China MobileVodafone Group (VOD), the world's largest mobile communications company by revenue, said Wednesday that it agreed to sell its entire 3.2% stake in China Mobile (CHL), for £4.3 billion (about $6.5 billion) before taxes and costs.

"Today's transaction achieves a near doubling of Vodafone's original investment in China Mobile and combines our stated portfolio strategy with ongoing cooperation with China's leading telecommunications company," Vittorio Colao, CEO of Vodafone, said in a statement. Vodafone made its original investment in China Mobile in 2000.

Both companies will continue to cooperate in areas such as roaming, network roadmap development, multinational customers and green technology, the statement further said.
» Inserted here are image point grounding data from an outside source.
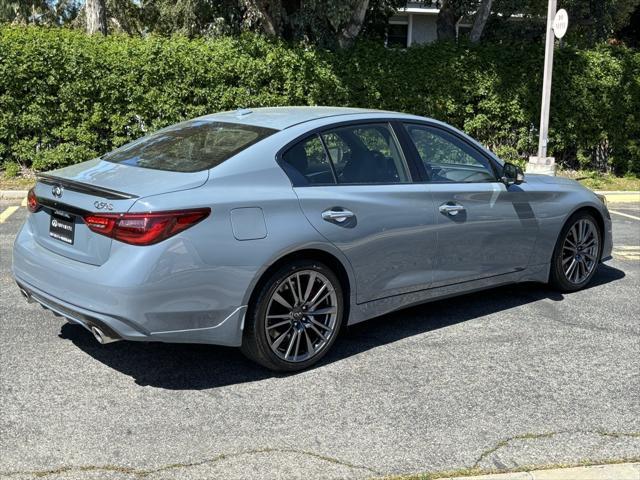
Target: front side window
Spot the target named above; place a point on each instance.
(189, 146)
(307, 163)
(366, 154)
(447, 158)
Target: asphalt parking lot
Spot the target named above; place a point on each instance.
(509, 377)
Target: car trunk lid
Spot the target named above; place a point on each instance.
(67, 194)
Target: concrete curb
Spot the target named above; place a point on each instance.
(619, 471)
(12, 194)
(620, 197)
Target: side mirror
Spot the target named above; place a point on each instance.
(512, 174)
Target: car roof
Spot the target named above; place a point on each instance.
(280, 118)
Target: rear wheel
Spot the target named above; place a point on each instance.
(295, 317)
(577, 253)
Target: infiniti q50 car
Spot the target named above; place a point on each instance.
(273, 228)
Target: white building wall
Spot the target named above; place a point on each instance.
(423, 29)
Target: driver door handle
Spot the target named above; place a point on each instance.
(338, 216)
(451, 208)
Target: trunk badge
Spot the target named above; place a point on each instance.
(101, 205)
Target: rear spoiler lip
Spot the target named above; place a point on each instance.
(84, 187)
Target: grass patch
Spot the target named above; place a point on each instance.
(602, 181)
(472, 472)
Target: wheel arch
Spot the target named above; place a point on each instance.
(595, 213)
(342, 271)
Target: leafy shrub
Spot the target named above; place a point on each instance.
(66, 97)
(11, 169)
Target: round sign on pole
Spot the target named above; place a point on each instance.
(560, 23)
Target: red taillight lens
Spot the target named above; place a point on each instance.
(144, 228)
(32, 201)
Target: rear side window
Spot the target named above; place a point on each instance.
(355, 154)
(307, 163)
(190, 146)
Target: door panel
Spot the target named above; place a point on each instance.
(493, 234)
(390, 239)
(484, 229)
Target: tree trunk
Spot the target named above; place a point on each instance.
(446, 22)
(482, 15)
(270, 13)
(96, 14)
(348, 32)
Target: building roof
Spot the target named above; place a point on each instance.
(280, 118)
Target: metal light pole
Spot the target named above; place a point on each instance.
(550, 41)
(556, 27)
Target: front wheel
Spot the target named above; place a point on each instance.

The U.K.-based mobile telecom giant said it will return approximately 70% of the net proceeds to shareholders by way of a share buyback, with the remainder used to reduce the Group's net debt.
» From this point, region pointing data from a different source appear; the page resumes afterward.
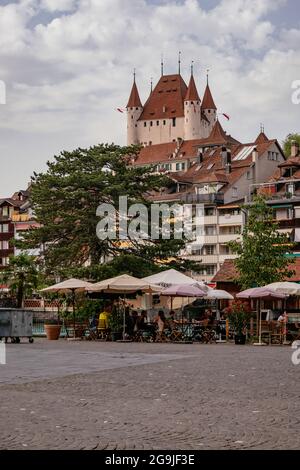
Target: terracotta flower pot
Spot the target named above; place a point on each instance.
(52, 331)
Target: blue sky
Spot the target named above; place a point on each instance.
(67, 66)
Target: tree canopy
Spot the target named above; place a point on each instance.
(65, 199)
(262, 251)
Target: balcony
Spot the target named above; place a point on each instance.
(223, 257)
(229, 237)
(20, 217)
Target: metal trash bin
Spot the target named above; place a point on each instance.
(15, 324)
Since Colao took the top job in the company, investors have been expecting he would sell and divest assets as the company tries to improve its value through a new strategy of exiting non-strategic minority investments, as Reuters reported. According to Bloomberg, Colao has said Vodafone is reviewing all its minority stakes. And China Mobile was deemed the easiest stake to dispose off, an analyst told MarketWatch.
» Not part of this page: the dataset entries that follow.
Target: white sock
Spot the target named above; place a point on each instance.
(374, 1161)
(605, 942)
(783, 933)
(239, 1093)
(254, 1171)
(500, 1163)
Vodafone also owns 45% of Verizon Wireless, with Verizon Communications (VZ) owning the rest. Disposal of this stake, as well as its 44% stake in SFR, could prove more difficult. The company might be looking for increased dividends rather than disposal, analysts told Bloomberg.

Vodafone has agreed to sell its entire holding of some 642.9 million shares in China Mobile by way of an accelerated bookbuilt offering. Goldman Sachs, Morgan Stanley and UBS are acting as lead managers and bookrunners.

Shares in Vodafone dropped 0.6% on the London Stock Exchange after the announcement, while shares in China Mobile closed down 3.8% in Hong Kong.